Il risultato è un disco che non appare vuoto, ma incompiuto. Ed è una distinzione fondamentale. Kanye, anche nei suoi momenti più sperimentali, ha sempre dimostrato un controllo quasi ossessivo sulla propria arte. Persino nei progetti più disordinati in superficie, esisteva una struttura interna forte, una visione chiara. In Bully, questo controllo sembra essersi allentato.
A rendere tutto più complesso è il peso crescente della sua figura pubblica. Negli ultimi anni, Ye è diventato un personaggio che esiste quasi indipendentemente dalla sua musica. Le controversie, le dichiarazioni estreme, le scelte divisive hanno costruito una narrazione che inevitabilmente condiziona l’ascolto. Non si tratta più soltanto di musica, ma di un contesto che la sovrasta.
In passato, Kanye riusciva a trasformare il proprio caos personale in qualcosa di universale. Il dolore, l’ego, le contraddizioni diventavano materia artistica, filtrata e resa accessibile. In Bully, questo processo sembra meno efficace. Le emozioni appaiono più grezze, meno mediate, e proprio per questo meno incisive.
Dire che l’album non è allo stesso livello significa inevitabilmente confrontarlo con un passato ingombrante. Ma il passato di Kanye non è un termine di paragone qualsiasi. È una sequenza di opere che hanno segnato profondamente la musica contemporanea, al punto da influenzare intere generazioni di artisti. In questo senso, il problema non è tanto la qualità di Bully, quanto il confronto con un’eredità quasi impossibile da sostenere.
La questione allora si sposta inevitabilmente su un piano più identitario. Chi è oggi Kanye West? Esiste ancora un “vero Kanye” o si tratta di una costruzione che non ha mai avuto una forma stabile?
La verità è che Kanye è sempre stato molte cose contemporaneamente. La sua forza è sempre stata proprio questa molteplicità, questa capacità di essere in continua trasformazione senza mai fermarsi in una definizione precisa. Ridurlo a una sola versione significherebbe tradire la sua natura.
Eppure, in Bully, questa molteplicità non si traduce in ricchezza, ma in dispersione. Per la prima volta, sembra che le diverse identità di Kanye non riescano a convivere in modo armonico. Non è il cambiamento a mancare, ma una direzione che dia senso a quel cambiamento.
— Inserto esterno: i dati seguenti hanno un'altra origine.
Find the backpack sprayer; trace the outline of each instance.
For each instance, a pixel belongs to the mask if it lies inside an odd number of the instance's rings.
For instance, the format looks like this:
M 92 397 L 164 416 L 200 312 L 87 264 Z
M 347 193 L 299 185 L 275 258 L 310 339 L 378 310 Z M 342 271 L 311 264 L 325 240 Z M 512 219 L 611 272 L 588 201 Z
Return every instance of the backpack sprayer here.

Esiste poi una lettura ancora più radicale, forse anche più scomoda. È possibile che Kanye non sia più in anticipo sui tempi come un tempo. Molti artisti contemporanei hanno assorbito e rielaborato il suo linguaggio, rendendolo parte del presente. In un certo senso, il mondo ha raggiunto Kanye. E quando questo accade, per continuare a essere rivoluzionari non basta più innovare: bisogna reinventare completamente le regole del gioco.
Bully non sembra compiere questo salto.
Rimane allora una domanda aperta, che è anche la più importante. Non si tratta più di stabilire se questo album sia all’altezza dei precedenti, ma di capire se rappresenti un punto di arrivo o un momento di passaggio. Kanye ha già dimostrato più volte di saper trasformare le crisi in rinascite creative, di saper sorprendere quando tutto sembra già scritto.
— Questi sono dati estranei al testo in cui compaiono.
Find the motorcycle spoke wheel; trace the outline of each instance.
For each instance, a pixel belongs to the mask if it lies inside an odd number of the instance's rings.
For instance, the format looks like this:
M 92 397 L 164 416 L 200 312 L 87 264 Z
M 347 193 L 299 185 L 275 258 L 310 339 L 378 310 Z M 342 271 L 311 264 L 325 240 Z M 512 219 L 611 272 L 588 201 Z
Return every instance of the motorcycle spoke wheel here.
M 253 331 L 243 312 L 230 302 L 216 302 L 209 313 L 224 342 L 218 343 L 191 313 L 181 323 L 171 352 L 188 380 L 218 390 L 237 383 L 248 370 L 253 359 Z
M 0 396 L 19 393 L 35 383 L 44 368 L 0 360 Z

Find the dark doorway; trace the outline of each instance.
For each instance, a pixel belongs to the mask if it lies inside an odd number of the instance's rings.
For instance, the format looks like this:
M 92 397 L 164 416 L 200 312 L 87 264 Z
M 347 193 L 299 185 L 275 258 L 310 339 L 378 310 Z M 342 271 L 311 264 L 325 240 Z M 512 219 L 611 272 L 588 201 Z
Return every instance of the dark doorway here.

Questa volta, però, la sensazione è diversa. Non siamo davanti a un crollo, ma a una sospensione. A un momento in cui tutto può ancora succedere, ma nulla è davvero definito.
E forse è proprio qui che si nasconde la risposta. Il “vero Kanye” non è quello del passato, né quello del presente. È quello che, nel bene e nel male, non smette mai di cambiare. La vera domanda, quindi, non è chi sia oggi.
Ma se riuscirà ancora, un’ultima volta, a diventare qualcosa che non abbiamo mai visto prima.